To start exploring these questions, Kelly worked alongside Ph.D. student Taylor Doty and two faculty from the department of industrial and manufacturing systems engineering, Stephen Gilbert and Michael Dorneich–who selected 150 undergraduate students to participate. 

On their first three visits to the lab, participants all played the VR game Jurassic World for up to 20 minutes. “We wanted the game to be fun enough that the participants would only stop playing from cybersickness, not boredom,” Kelly said in the release.

They also removed comfort settings like a limited peripheral vision from the game, already rated “moderately intense” for cybersickness. Every four minutes, the researchers asked participants to rate their potential cybersickness symptoms on a scale of one to ten. They also measured how long each person played. Half of the players couldn’t make it the full twenty minutes. 

This summer, VR researchers at the University of Iowa sought early steps to curing cybersickness
Maddie Friedman, a senior in psychology, measures Ph.D. student Taylor Doty’s VR experience. Christopher Gannon/Iowa State University.

By the third session, this non-completion figure fell to 25%. That shift indicates the participants overcame their symptoms after returning to the same game. Then the team switched it up for the fourth and final visits. Participants played the narrative-driven puzzle game Shadow Point—of equal intensity but a different style. The average sickness rating was also 20% lower. 

That point surprised Kelly. “Research on motion sickness indicates that adaptation is fairly specific,” he told Metaverse Post. “If you adapt to seasickness, you will feel better at sea but may still become car sick or air sick.”

“Also surprising was that this generalization occurred only for individuals with relatively lower history of motion sickness,” he added. “That’s a puzzle, and we’re doing more research to replicate and figure out why people who tend to get motion sickness benefited less from adaptation to cybersickness.” The release mused that maybe it was because they were too busy being sick to actually adapt.

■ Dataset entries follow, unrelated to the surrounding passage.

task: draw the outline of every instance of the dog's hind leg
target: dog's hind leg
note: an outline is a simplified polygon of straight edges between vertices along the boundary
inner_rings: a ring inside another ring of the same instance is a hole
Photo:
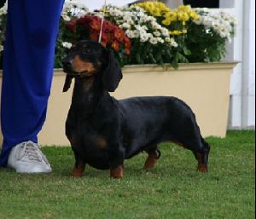
[[[81,178],[85,170],[85,164],[79,158],[78,153],[74,150],[73,153],[75,155],[76,163],[72,170],[71,176],[75,178]]]
[[[161,153],[160,151],[158,150],[157,145],[153,145],[147,147],[148,149],[146,149],[145,152],[148,154],[148,157],[146,159],[143,168],[145,170],[150,170],[154,168]]]
[[[208,157],[209,157],[211,147],[202,137],[201,137],[201,143],[202,143],[201,149],[200,152],[197,152],[195,155],[198,161],[197,170],[200,172],[207,172]]]

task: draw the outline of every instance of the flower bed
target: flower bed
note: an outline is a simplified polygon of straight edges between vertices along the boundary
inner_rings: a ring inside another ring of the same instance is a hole
[[[6,8],[0,9],[0,50]],[[61,67],[61,60],[77,41],[98,39],[103,11],[102,43],[114,51],[121,66],[172,63],[177,67],[181,62],[219,61],[236,28],[236,20],[225,12],[188,5],[171,9],[162,3],[146,2],[130,7],[108,5],[91,12],[69,0],[60,21],[55,67]]]

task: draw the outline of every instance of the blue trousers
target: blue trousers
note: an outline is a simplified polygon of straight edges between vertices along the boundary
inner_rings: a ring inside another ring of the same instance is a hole
[[[0,166],[11,148],[38,142],[46,118],[64,0],[9,0],[1,100]]]

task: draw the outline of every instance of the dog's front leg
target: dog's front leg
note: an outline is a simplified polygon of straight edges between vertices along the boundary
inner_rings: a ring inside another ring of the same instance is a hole
[[[110,177],[122,179],[124,176],[125,149],[122,147],[113,148],[110,153]]]

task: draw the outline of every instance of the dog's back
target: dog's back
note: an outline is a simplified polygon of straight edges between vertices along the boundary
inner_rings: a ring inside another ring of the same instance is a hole
[[[119,103],[124,118],[127,158],[142,148],[163,141],[178,142],[188,147],[200,144],[195,114],[183,101],[176,97],[154,96],[124,99]]]

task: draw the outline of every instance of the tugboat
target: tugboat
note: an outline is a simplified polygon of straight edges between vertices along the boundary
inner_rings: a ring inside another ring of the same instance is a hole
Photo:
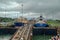
[[[44,20],[42,16],[40,16],[40,19],[37,23],[34,24],[34,27],[49,27],[49,25],[46,23],[47,20]]]

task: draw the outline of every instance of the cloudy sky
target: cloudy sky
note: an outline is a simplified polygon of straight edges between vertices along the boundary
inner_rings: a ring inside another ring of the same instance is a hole
[[[0,0],[0,17],[39,17],[60,19],[60,0]]]

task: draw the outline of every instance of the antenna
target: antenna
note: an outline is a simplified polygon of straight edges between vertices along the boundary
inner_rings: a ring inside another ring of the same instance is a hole
[[[21,5],[21,6],[22,6],[22,16],[23,16],[23,3],[22,3],[22,5]]]

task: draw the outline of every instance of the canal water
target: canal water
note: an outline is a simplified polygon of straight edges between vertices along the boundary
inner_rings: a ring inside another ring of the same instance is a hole
[[[0,35],[0,40],[9,40],[12,35]]]
[[[50,40],[51,35],[34,35],[33,40]]]

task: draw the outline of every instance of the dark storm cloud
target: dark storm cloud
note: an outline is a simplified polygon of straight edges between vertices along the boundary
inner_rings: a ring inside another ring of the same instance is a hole
[[[0,0],[0,11],[22,12],[22,3],[26,16],[28,13],[35,17],[43,14],[49,16],[47,18],[60,19],[60,0]]]

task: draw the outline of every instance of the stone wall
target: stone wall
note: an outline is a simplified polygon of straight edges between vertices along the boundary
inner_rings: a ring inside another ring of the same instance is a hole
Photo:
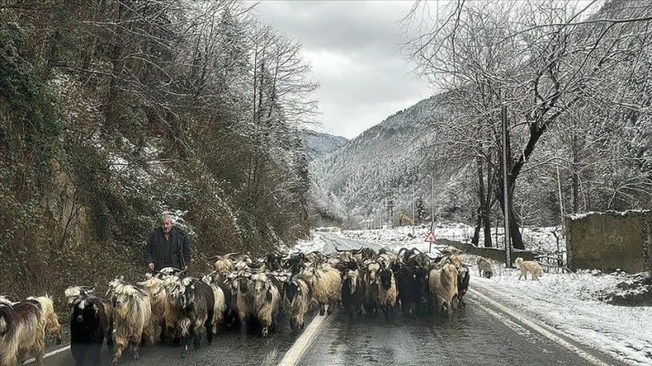
[[[650,270],[652,211],[590,213],[566,217],[568,267],[630,273]]]
[[[438,239],[437,245],[450,245],[451,247],[457,248],[464,253],[474,254],[476,256],[481,256],[486,258],[505,263],[505,249],[475,247],[473,244],[449,240],[446,239]],[[514,265],[514,260],[516,259],[517,257],[522,257],[524,260],[534,260],[534,255],[529,250],[512,249],[512,265]]]

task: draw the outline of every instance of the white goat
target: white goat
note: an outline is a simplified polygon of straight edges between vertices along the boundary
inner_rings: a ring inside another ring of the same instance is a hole
[[[302,273],[304,278],[313,289],[313,303],[319,306],[319,315],[324,315],[328,305],[328,313],[335,311],[335,305],[342,298],[341,275],[335,268],[306,268]]]
[[[429,277],[432,301],[438,310],[450,316],[456,307],[454,301],[457,296],[457,269],[452,264],[445,264],[441,269],[431,270]]]
[[[115,307],[115,330],[113,342],[116,353],[113,365],[117,365],[125,348],[131,346],[131,354],[138,359],[138,346],[154,344],[154,323],[149,297],[142,290],[126,283],[122,277],[110,283],[109,293]]]

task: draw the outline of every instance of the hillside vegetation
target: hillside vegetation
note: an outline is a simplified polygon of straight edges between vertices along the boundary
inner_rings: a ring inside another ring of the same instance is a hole
[[[312,163],[321,211],[344,228],[454,218],[488,247],[507,212],[523,248],[522,226],[649,208],[652,5],[587,5],[419,3],[403,50],[438,92]]]
[[[250,6],[0,4],[0,293],[140,278],[164,213],[195,274],[307,235],[318,85]]]

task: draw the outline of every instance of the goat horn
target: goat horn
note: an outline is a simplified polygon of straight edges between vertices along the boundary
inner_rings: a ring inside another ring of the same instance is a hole
[[[241,254],[241,253],[240,252],[227,253],[227,254],[225,254],[224,257],[225,257],[225,259],[230,259],[231,258],[231,256],[235,256],[235,255],[238,255],[238,254]]]

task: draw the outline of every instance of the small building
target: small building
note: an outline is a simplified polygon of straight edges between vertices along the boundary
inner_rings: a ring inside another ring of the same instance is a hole
[[[565,223],[570,269],[634,274],[652,268],[651,210],[569,214]]]

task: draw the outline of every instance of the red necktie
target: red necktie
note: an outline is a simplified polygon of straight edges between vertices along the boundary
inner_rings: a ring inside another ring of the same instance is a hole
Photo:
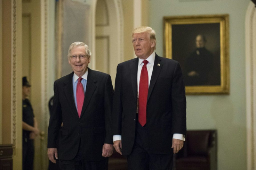
[[[149,75],[147,70],[147,64],[149,61],[146,60],[143,61],[144,65],[142,66],[141,73],[139,86],[139,122],[143,126],[146,124],[147,110],[147,100],[149,91]]]
[[[83,107],[83,100],[85,99],[85,92],[83,91],[83,86],[81,83],[83,79],[82,77],[78,78],[78,82],[77,86],[77,112],[78,116],[80,117]]]

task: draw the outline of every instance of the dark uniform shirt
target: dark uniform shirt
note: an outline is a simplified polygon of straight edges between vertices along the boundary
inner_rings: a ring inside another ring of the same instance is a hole
[[[33,109],[30,102],[27,99],[22,100],[22,121],[29,125],[34,127],[34,117]],[[29,138],[30,131],[23,130],[23,138],[27,139]]]

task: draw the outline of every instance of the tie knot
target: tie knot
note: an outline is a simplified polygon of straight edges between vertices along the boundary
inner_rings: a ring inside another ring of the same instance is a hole
[[[146,60],[143,60],[143,62],[144,63],[144,65],[146,65],[146,64],[147,64],[147,63],[149,62],[149,61]]]
[[[83,78],[82,78],[82,77],[80,77],[78,78],[78,81],[79,81],[80,82],[81,82],[81,81],[82,81],[82,79],[83,79]]]

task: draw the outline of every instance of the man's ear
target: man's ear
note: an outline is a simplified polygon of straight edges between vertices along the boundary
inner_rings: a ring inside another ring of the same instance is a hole
[[[151,42],[151,48],[153,48],[155,46],[156,41],[155,40],[153,40]]]

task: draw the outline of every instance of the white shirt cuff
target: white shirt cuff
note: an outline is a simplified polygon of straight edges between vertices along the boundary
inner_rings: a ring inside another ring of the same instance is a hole
[[[182,140],[183,141],[185,141],[185,135],[182,134],[174,134],[173,139],[177,139]]]
[[[121,140],[122,137],[121,135],[113,135],[113,142],[115,141],[118,141],[118,140]]]

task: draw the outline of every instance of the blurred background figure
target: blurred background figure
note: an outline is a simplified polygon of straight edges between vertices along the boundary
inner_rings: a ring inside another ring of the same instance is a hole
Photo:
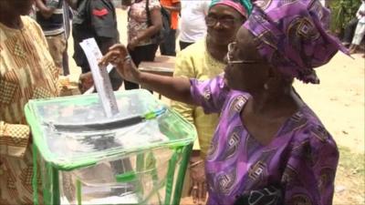
[[[349,53],[354,54],[358,51],[359,46],[362,41],[365,35],[365,0],[362,0],[361,5],[360,6],[356,15],[359,18],[358,25],[354,36],[352,38],[351,46],[349,46]]]
[[[81,67],[80,90],[83,92],[92,84],[83,85],[84,78],[89,76],[87,73],[90,72],[90,67],[79,43],[93,37],[101,53],[106,54],[110,46],[119,43],[120,35],[116,11],[111,0],[78,0],[73,8],[75,9],[72,20],[73,57],[76,64]],[[122,78],[115,69],[112,69],[109,76],[113,90],[118,90],[122,84]]]
[[[191,1],[189,4],[193,4]],[[176,31],[179,25],[179,13],[181,10],[180,0],[160,0],[161,5],[170,12],[171,29],[167,36],[160,44],[160,52],[165,56],[176,56]]]
[[[29,99],[58,95],[59,69],[55,67],[41,27],[26,16],[34,3],[34,0],[0,1],[2,205],[33,204],[32,137],[24,106]]]
[[[192,7],[205,6],[207,3],[189,0],[186,2]],[[200,13],[201,8],[196,8]],[[206,80],[223,73],[226,67],[224,58],[228,52],[227,46],[235,40],[236,32],[245,23],[250,10],[250,0],[212,1],[208,5],[208,13],[203,19],[204,27],[207,28],[206,37],[197,40],[177,54],[173,76]],[[191,17],[196,18],[193,15]],[[203,204],[207,191],[203,161],[207,156],[219,115],[205,114],[202,107],[177,101],[172,101],[172,108],[193,124],[198,132],[198,140],[194,144],[190,158],[190,169],[187,170],[183,194],[187,195],[188,192],[192,195],[194,203]]]
[[[59,68],[63,75],[65,75],[63,55],[67,51],[64,1],[66,0],[36,0],[36,22],[40,25],[46,36],[49,52],[56,67]]]
[[[141,61],[153,61],[159,47],[152,36],[162,27],[161,5],[158,0],[123,1],[130,6],[128,19],[128,51],[138,67]],[[137,89],[138,84],[124,81],[125,89]]]
[[[180,18],[180,50],[204,38],[206,35],[205,16],[211,1],[182,0]]]

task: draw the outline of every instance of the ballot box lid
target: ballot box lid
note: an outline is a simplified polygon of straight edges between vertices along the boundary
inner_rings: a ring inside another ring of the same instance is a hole
[[[194,127],[149,91],[115,96],[120,112],[112,118],[97,94],[30,100],[25,112],[37,153],[71,170],[151,149],[183,148],[196,138]]]

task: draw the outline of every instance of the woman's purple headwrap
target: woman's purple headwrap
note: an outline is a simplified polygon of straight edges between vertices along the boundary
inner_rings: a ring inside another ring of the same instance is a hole
[[[225,5],[235,8],[245,17],[248,17],[252,11],[251,0],[212,0],[209,8],[216,5]]]
[[[326,31],[329,11],[318,0],[256,0],[245,23],[259,42],[259,53],[283,74],[318,84],[314,67],[338,50],[348,54]]]

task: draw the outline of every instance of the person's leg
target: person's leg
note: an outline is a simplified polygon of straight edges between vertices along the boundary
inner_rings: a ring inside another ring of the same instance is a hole
[[[349,46],[351,43],[356,26],[358,26],[358,22],[359,19],[355,17],[351,21],[349,21],[349,24],[346,26],[344,36],[342,39],[344,46]]]
[[[180,50],[185,49],[185,47],[189,46],[192,45],[192,44],[193,44],[193,43],[188,43],[188,42],[179,41]]]
[[[63,75],[69,75],[69,65],[68,65],[68,44],[66,42],[65,51],[62,54],[62,67],[63,67]]]
[[[176,30],[171,29],[169,35],[166,36],[164,41],[160,44],[160,51],[162,55],[175,56],[176,47]]]

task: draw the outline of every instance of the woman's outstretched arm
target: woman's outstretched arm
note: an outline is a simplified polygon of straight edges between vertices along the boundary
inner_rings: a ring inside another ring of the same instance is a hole
[[[115,66],[120,76],[128,81],[141,84],[171,99],[194,104],[190,93],[188,78],[163,77],[139,71],[130,60],[126,47],[121,44],[111,46],[99,62],[101,66],[109,63]]]

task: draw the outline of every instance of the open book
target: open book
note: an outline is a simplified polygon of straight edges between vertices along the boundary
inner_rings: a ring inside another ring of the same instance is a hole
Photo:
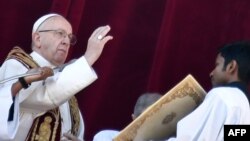
[[[114,141],[163,140],[175,135],[177,122],[203,101],[206,92],[193,78],[186,76],[139,117],[124,128]],[[195,120],[195,119],[194,119]]]

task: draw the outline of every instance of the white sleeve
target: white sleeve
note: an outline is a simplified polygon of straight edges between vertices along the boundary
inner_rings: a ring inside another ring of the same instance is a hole
[[[19,125],[18,96],[15,98],[13,120],[8,121],[10,107],[13,104],[11,85],[0,88],[0,140],[10,140],[16,135]]]
[[[79,114],[80,114],[80,128],[79,128],[79,131],[78,131],[77,138],[79,140],[83,141],[83,138],[84,138],[84,120],[83,120],[83,117],[82,117],[82,114],[81,114],[80,111],[79,111]]]
[[[96,73],[81,57],[53,77],[34,82],[28,89],[21,90],[21,106],[34,112],[47,111],[63,104],[96,79]]]

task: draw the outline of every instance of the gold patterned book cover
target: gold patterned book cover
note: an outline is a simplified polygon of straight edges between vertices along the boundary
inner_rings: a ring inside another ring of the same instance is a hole
[[[188,75],[125,127],[113,141],[167,139],[175,135],[177,122],[198,107],[205,95],[200,84]]]

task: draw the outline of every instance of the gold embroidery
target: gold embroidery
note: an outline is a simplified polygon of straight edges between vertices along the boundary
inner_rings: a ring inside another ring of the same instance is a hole
[[[51,135],[51,122],[52,118],[46,116],[43,123],[41,124],[38,134],[36,134],[35,140],[37,141],[49,141]]]
[[[14,47],[8,54],[7,59],[16,59],[28,69],[39,67],[33,58],[20,47]],[[72,120],[72,134],[77,136],[80,127],[80,114],[77,99],[73,96],[69,100],[70,115]],[[41,123],[43,116],[46,116],[44,122]],[[39,130],[37,129],[39,128]],[[46,128],[46,130],[45,130]],[[51,133],[51,129],[53,131]],[[37,131],[38,130],[38,131]],[[38,132],[38,133],[37,133]],[[60,132],[60,133],[59,133]],[[27,135],[26,141],[56,141],[61,136],[61,119],[59,108],[47,111],[45,114],[37,117],[33,121],[33,125]],[[51,139],[50,139],[51,137]],[[48,140],[49,139],[49,140]]]
[[[72,122],[71,133],[77,136],[80,127],[80,114],[79,114],[77,99],[75,96],[73,96],[69,100],[69,106],[70,106],[71,122]]]

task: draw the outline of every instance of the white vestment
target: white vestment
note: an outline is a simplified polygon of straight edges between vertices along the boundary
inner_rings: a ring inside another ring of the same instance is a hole
[[[197,109],[178,122],[177,136],[168,141],[223,141],[226,124],[250,124],[249,101],[236,87],[212,89]]]
[[[15,137],[18,124],[19,124],[18,96],[16,96],[15,101],[13,101],[12,94],[11,94],[11,86],[12,85],[4,86],[4,84],[0,86],[0,104],[1,104],[0,106],[0,141],[12,140]],[[13,102],[15,102],[13,120],[8,121],[10,107],[13,104]]]
[[[94,136],[93,141],[112,141],[119,133],[116,130],[102,130]]]
[[[55,67],[36,52],[32,52],[30,55],[41,67]],[[14,59],[5,61],[1,69],[5,70],[4,78],[27,72],[27,68]],[[14,141],[24,141],[33,120],[46,111],[58,106],[62,118],[61,132],[68,132],[72,125],[68,100],[96,79],[96,73],[82,56],[72,64],[66,66],[62,72],[56,73],[45,81],[33,82],[29,88],[22,89],[18,94],[20,120]],[[8,83],[15,81],[13,80]],[[80,140],[83,140],[83,133],[84,123],[81,116],[78,132]]]

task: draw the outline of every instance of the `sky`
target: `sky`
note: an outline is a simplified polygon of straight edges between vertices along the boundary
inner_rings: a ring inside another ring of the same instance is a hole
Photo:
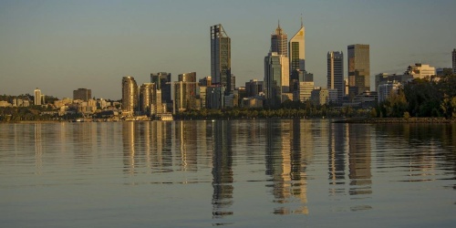
[[[326,87],[326,54],[370,46],[371,85],[378,73],[403,73],[421,62],[451,67],[454,0],[0,0],[0,94],[121,98],[121,79],[150,73],[209,76],[210,27],[232,39],[236,86],[263,80],[264,59],[278,20],[291,38],[306,27],[306,68]]]

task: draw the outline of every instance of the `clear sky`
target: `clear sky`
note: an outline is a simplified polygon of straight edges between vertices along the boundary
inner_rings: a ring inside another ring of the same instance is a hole
[[[139,84],[150,73],[209,76],[210,26],[232,38],[236,86],[263,80],[270,36],[290,38],[306,26],[306,67],[326,87],[326,53],[370,45],[371,77],[402,73],[415,62],[451,66],[454,0],[163,0],[0,1],[0,94],[121,98],[121,78]],[[373,79],[371,79],[373,82]]]

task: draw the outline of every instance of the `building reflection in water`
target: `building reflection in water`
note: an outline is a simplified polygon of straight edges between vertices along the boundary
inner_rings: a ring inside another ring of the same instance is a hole
[[[307,163],[306,146],[302,140],[308,137],[303,130],[301,119],[267,121],[266,124],[266,175],[272,177],[275,202],[281,206],[275,214],[308,213],[306,205]],[[297,200],[297,203],[296,203]],[[296,206],[297,205],[297,206]]]
[[[350,195],[372,193],[370,128],[363,125],[348,125],[348,178]]]
[[[335,195],[345,192],[348,124],[333,123],[329,125],[328,130],[329,194]]]
[[[229,121],[212,121],[212,218],[232,215],[233,150]]]
[[[34,124],[35,130],[35,165],[36,168],[36,174],[41,174],[43,167],[43,141],[41,132],[41,123]]]

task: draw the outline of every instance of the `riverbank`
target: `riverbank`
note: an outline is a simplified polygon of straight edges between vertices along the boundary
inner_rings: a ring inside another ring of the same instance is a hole
[[[454,123],[455,119],[445,118],[350,118],[335,123]]]

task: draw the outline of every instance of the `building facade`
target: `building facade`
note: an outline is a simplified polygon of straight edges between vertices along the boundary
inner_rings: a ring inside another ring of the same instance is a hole
[[[338,51],[327,53],[327,84],[328,89],[337,90],[336,103],[341,104],[344,98],[344,54]],[[333,101],[333,100],[331,100]]]
[[[277,107],[282,103],[282,93],[289,90],[288,57],[269,53],[264,57],[264,90],[266,105]]]
[[[41,105],[41,90],[36,88],[34,90],[34,95],[35,95],[34,105]]]
[[[211,26],[211,77],[212,84],[231,85],[231,38],[222,25]]]
[[[452,55],[452,62],[453,62],[453,74],[456,74],[456,48],[453,49]]]
[[[122,112],[133,115],[138,110],[138,85],[133,77],[122,78]]]
[[[271,52],[276,52],[278,55],[288,56],[287,47],[288,37],[280,24],[275,28],[275,33],[271,35]]]
[[[73,90],[73,99],[88,101],[90,98],[92,98],[92,89],[78,88]]]
[[[161,90],[161,102],[166,104],[172,103],[171,91],[171,73],[159,72],[156,74],[150,74],[150,83],[154,83],[157,90]]]
[[[404,75],[413,76],[413,78],[426,78],[436,75],[435,67],[427,64],[416,63],[407,67]]]
[[[174,83],[175,110],[184,111],[196,109],[196,72],[181,74]]]
[[[301,21],[301,27],[288,42],[289,72],[306,70],[306,30]]]
[[[369,45],[350,45],[347,53],[349,95],[370,91]]]

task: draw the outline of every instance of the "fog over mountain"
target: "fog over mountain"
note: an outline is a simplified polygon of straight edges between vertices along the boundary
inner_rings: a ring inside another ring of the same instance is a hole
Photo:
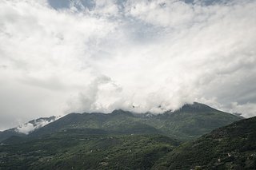
[[[198,101],[256,116],[254,0],[0,1],[0,130]]]

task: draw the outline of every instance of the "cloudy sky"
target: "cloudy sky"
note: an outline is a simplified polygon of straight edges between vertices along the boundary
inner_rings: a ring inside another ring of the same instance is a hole
[[[255,0],[2,0],[0,130],[193,101],[256,116],[255,9]]]

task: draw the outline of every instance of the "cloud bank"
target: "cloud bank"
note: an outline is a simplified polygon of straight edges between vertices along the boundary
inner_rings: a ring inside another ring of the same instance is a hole
[[[42,116],[159,113],[193,101],[255,116],[255,7],[1,1],[0,129]]]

Another ongoing puzzle in the field lies in gender disparity–women are statistically 50% more likely to experience cybersickness. That held true here across all four sessions in this study. However, a 2020 study titled “Virtual Reality Is Sexist: But It Does Not Have to Be” attributed the imbalance to hardware, alleging the difference between average male and female interpupillary distance meant most headsets weren’t meant to fit half the population. 

Kelly is well aware of the study. “In our study, we also measured eye separation expecting to find the same result, but we found no effect of eye separation on cybersickness,” he wrote. “Clearly, there is more research to do to figure out this puzzle and to make virtual reality equally accessible to all individuals.”

“Shorter sessions with lower intensity VR games could offer a gentler, more effective approach,” the press release suggests. Or maybe a VR program to overcome your problems with VR programs. But actually.

“Kelly said their long-term goal is to develop a training protocol that would come with a VR headset to help new users acclimate to virtual settings,” the release states.

The possibilities really are endless.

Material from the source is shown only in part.